Poco a poco, el Corral del Coliseo resurgió de sus cenizas, volviendo a abrir sus puertas, aunque en 1659 se volvió a repetir el suceso y las llamas dañaron seriamente el teatro. Finalmente, en 1679, la autoridad eclesiástica, el arzobispo Ambrosio Spínola, a instancias del predicador Tirso González (quien afirmaba que "no entraría la peste en Sevilla si se desterrasen las comedias") y de Miguel de Mañara, rogó al Cabildo de la Ciudad que prohibiera las representaciones teatrales, prohibición que se logró y se mantuvo por muchos años. 
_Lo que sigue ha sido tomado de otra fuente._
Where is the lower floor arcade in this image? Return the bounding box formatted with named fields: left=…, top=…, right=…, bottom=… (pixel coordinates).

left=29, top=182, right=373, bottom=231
 Del primitivo corral de comedias de la calle Alcázares subsiste en la actualidad el edificio, bastante reformado, y convertido en viviendas tras una profunda restauración, en su interior, si algún lector accede franqueando sus puertas, parecen aún flotar los ecos de las representaciones, el murmullo del público, los pregones de los vendedores, el ambiente, en una palabra, que rodea al mundo del teatro...

Obras de rehabilitación
 en el Corral del Coliseo. 1983.

Cartel publicitario anunciado una función teatral, Archivo Municipal de Sevilla. "Vallejo y Acasio representan sus famosas fiestas "Oi" miércoles en Doña Elvira a las dos. 1619.